OFFICE: Two, class-A office buildings in downtown Greenville, SC of which we took possession via a mezzanine loan foreclosure. With the senior lender demanding a deed in the box and an immediate sale, a lease was negotiated with the largest tenant in this very small market, increasing the buildings’ occupancy to 74%, and allowing the property to be marketed as a lease-to-stabilization play rather than as empty buildings, thereby creating significant value for our position.

CONDO-HOTEL: A luxury, 580-unit, condo-hotel project in North Miami Beach, FL., which required innovative strategies to respond to constantly-changing financial, legal, and physical conditions.
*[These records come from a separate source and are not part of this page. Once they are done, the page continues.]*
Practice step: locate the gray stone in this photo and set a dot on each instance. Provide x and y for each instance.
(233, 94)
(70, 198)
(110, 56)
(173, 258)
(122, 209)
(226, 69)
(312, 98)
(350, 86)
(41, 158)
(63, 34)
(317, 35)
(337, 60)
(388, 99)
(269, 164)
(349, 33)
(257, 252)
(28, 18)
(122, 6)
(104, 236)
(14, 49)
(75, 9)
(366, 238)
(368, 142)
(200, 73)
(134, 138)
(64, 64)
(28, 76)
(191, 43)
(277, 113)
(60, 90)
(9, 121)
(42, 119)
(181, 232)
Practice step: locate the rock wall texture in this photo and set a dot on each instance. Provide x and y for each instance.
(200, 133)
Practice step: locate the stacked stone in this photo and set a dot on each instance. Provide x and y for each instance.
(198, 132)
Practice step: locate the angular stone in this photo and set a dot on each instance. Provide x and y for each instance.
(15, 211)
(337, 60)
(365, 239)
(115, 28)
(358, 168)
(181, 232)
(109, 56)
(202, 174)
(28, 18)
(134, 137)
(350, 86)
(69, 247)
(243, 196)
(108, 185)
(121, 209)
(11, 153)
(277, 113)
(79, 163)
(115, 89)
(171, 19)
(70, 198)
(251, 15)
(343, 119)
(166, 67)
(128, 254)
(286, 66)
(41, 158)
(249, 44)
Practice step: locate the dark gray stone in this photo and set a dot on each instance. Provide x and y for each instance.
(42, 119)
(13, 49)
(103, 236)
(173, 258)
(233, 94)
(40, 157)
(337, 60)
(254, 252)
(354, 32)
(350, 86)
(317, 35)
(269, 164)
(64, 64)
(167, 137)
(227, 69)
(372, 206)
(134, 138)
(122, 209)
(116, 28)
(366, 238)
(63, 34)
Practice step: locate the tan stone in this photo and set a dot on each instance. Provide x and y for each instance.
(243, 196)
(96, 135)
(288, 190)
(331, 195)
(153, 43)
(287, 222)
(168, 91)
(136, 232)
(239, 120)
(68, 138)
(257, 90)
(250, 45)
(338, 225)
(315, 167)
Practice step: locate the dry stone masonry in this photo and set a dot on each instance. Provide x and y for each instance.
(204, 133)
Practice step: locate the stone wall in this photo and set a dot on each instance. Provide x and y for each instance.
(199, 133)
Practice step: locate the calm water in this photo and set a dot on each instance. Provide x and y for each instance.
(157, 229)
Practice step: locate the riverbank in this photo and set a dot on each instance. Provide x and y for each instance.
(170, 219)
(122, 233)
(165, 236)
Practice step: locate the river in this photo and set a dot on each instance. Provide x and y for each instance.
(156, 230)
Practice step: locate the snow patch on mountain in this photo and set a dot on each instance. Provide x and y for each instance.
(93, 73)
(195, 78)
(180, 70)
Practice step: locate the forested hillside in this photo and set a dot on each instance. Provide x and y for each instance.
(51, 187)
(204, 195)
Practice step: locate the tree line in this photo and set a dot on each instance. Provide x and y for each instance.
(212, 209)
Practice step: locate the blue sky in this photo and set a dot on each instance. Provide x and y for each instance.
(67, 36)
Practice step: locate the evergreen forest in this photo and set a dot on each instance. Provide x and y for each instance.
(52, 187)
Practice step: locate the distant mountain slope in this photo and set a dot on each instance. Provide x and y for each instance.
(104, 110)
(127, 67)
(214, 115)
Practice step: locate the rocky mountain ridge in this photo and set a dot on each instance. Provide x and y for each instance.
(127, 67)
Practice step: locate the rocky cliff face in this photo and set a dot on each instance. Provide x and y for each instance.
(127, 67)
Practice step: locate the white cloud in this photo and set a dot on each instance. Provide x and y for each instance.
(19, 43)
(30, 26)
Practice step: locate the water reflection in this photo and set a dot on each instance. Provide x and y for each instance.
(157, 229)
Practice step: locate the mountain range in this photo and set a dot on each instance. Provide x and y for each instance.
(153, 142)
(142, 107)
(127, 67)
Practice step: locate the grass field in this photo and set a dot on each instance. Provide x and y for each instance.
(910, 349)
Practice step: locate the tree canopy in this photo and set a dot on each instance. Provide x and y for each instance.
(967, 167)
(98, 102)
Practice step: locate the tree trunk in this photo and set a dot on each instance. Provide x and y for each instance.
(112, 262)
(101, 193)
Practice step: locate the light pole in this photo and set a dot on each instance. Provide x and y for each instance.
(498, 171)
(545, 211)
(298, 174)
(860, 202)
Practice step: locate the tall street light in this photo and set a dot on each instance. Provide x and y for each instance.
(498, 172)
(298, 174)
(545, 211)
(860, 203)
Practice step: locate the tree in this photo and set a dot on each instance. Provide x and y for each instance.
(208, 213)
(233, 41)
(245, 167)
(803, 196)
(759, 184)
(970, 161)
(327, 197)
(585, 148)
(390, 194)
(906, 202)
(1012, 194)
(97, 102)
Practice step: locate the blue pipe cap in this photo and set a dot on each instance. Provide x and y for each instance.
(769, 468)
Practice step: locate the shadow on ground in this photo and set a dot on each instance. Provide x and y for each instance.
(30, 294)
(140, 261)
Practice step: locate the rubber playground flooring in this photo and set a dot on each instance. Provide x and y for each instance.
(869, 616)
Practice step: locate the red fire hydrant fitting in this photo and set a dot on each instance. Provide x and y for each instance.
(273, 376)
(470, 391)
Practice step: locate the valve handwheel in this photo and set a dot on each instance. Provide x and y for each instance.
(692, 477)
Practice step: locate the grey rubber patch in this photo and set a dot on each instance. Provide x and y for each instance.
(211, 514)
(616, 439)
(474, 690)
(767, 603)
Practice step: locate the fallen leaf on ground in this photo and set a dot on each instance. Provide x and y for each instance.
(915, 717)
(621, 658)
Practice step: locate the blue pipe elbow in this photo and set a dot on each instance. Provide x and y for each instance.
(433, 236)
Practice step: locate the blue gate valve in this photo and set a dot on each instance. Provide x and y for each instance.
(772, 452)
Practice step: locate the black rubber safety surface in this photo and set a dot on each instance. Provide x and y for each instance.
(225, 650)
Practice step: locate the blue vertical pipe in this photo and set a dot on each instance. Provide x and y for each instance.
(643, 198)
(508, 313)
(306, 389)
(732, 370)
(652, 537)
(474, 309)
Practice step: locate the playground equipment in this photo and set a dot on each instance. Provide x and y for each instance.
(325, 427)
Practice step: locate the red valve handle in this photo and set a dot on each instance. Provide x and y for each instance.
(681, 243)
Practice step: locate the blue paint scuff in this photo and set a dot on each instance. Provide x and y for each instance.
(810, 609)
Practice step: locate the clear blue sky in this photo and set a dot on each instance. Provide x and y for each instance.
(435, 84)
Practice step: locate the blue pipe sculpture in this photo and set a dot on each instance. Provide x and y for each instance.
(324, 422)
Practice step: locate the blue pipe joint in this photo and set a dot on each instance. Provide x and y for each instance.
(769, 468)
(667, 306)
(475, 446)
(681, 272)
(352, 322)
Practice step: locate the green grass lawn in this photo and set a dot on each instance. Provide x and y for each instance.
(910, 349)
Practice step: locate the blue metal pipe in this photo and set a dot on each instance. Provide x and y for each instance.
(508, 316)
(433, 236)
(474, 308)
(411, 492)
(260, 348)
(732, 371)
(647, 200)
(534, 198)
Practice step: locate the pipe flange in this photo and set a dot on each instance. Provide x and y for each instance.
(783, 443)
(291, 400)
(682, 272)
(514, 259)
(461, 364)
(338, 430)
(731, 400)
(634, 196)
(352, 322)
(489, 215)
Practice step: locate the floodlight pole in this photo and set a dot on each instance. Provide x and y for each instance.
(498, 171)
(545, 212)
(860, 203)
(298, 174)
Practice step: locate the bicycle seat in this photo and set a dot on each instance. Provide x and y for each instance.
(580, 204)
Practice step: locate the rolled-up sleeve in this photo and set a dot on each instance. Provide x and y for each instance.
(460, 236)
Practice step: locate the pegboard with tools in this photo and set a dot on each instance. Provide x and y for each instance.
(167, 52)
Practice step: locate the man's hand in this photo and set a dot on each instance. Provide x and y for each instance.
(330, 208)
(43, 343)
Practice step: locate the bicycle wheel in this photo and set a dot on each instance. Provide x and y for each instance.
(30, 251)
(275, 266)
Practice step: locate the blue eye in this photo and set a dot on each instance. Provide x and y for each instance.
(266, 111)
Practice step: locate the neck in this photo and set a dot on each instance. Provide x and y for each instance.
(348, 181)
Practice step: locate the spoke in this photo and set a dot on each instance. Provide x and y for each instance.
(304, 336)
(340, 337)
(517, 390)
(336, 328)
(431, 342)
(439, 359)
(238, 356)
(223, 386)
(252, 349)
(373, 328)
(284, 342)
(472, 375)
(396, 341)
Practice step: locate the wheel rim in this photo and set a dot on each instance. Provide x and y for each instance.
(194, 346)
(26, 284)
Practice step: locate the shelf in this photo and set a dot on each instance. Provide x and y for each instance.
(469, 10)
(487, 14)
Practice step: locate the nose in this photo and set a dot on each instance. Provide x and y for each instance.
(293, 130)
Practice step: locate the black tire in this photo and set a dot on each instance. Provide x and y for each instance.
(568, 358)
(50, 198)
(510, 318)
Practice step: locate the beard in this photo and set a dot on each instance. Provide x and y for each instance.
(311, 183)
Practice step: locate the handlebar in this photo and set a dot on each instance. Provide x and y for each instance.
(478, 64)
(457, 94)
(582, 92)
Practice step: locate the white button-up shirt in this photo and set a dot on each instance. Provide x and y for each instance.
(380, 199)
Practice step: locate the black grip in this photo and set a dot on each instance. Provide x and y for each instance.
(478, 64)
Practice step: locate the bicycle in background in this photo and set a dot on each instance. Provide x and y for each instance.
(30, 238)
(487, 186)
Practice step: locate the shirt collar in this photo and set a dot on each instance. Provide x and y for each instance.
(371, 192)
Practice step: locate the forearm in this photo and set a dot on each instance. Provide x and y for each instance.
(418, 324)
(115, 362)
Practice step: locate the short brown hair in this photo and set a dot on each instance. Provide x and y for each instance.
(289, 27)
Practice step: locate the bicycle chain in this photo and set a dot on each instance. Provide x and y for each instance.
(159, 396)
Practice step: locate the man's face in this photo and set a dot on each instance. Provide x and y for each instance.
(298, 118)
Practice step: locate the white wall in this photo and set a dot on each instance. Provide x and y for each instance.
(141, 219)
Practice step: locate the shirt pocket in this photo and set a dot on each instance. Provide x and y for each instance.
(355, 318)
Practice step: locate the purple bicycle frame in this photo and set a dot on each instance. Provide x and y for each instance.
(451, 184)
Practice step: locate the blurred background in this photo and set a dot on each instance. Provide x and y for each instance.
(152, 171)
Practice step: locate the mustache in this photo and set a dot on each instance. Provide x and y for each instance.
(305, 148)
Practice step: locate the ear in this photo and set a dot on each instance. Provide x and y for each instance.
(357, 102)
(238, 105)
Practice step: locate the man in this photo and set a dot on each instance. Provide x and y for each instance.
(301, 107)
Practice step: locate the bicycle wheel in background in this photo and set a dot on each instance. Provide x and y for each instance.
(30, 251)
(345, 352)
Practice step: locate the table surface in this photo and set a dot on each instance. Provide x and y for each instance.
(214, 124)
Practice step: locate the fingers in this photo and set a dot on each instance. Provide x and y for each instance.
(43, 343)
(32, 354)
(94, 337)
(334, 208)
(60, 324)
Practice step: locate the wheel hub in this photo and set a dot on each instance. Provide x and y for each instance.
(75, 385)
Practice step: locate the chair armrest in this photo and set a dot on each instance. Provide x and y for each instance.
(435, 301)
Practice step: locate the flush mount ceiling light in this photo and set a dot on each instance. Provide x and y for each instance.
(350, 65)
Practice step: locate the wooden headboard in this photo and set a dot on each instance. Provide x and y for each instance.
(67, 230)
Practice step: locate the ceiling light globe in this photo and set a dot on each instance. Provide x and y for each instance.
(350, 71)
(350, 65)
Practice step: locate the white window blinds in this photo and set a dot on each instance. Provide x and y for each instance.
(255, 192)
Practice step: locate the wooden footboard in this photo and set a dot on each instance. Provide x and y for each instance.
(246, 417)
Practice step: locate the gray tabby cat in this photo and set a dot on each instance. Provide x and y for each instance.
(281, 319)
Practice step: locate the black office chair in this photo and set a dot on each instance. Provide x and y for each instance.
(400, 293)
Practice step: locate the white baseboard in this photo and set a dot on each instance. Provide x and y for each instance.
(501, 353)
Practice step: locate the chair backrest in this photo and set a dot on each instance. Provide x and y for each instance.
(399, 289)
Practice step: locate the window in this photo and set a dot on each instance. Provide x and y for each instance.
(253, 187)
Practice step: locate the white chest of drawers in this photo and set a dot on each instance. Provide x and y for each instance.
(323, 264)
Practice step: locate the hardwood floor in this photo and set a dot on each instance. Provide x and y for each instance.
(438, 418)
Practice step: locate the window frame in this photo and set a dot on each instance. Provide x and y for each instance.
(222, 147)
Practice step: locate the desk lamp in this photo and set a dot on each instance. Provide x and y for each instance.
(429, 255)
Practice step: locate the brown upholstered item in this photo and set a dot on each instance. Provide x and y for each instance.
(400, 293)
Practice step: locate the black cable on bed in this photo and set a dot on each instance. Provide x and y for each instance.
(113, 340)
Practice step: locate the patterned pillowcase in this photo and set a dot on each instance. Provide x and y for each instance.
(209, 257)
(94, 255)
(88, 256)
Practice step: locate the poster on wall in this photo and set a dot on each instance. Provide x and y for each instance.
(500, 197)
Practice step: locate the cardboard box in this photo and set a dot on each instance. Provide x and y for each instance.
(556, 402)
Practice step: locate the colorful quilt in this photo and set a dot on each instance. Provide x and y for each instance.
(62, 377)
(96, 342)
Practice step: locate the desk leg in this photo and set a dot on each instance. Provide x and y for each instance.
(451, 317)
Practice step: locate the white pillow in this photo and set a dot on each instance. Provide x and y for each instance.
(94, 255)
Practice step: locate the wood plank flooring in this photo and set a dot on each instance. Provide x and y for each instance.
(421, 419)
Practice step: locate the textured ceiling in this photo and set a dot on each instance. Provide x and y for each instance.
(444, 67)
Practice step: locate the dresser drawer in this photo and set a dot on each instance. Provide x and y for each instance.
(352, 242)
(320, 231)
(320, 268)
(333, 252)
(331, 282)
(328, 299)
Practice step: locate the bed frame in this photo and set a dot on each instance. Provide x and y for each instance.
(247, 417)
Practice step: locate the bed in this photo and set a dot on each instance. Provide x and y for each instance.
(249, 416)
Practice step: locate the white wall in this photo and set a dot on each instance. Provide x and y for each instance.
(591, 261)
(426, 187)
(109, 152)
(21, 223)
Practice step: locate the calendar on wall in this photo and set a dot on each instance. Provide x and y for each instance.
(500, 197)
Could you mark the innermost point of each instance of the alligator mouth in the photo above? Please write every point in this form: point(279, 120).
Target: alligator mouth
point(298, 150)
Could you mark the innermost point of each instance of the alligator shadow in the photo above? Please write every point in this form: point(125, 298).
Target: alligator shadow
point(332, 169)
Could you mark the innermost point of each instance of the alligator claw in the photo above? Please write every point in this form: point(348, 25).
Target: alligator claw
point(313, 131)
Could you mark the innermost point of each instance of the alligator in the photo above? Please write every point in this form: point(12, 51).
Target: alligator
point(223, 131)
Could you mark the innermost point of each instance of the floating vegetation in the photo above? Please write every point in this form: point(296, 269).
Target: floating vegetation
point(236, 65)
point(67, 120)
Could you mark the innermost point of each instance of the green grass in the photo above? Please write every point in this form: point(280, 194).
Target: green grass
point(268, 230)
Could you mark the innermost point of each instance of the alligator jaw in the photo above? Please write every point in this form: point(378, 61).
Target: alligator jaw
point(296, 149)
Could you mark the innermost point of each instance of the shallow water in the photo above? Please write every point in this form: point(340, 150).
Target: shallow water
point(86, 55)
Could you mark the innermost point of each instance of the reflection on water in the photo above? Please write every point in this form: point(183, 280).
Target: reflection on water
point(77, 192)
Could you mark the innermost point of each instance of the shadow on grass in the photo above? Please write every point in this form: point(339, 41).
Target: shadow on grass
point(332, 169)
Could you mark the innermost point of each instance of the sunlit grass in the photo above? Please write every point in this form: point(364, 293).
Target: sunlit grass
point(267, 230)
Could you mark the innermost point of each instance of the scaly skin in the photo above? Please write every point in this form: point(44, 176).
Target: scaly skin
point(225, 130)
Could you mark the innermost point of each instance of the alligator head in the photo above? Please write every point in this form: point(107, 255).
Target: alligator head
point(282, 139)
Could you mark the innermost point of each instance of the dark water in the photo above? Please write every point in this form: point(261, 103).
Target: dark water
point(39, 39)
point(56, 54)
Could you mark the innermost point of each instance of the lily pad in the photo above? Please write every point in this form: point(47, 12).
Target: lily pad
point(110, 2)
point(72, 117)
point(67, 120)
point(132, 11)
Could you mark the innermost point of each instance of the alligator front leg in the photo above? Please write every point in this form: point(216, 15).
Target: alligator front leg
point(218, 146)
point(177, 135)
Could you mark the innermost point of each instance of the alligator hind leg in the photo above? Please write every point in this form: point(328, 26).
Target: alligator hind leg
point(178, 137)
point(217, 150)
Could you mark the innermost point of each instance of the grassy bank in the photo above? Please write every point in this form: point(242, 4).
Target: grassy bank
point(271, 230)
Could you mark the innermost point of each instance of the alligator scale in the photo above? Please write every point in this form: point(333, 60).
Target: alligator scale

The strategies we employed included 1) negotiating a deed in lieu of foreclosure with the developer, 2) negotiating a revised hotel management agreement, 3) convincing the bankruptcy court to invest capital for a property-wide cosmetic upgrade to spur condo sales, 4) launching, with bankruptcy court approval, a $200MM residential mortgage lending program, which facilitated selling out all but 4 of the condo units, and 5) structuring the eventual sale of the property.

HOTEL: A 486-room hotel occupying a building with a department store that was ground leased from the City of Cincinnati. We took possession of the hotel via foreclosure. With very little negotiating leverage, brought the retailer and the city to the table and led negotiations to buy out the ground lease and enable our exit culminating in a $61 million sale, more than double the value of a leasehold.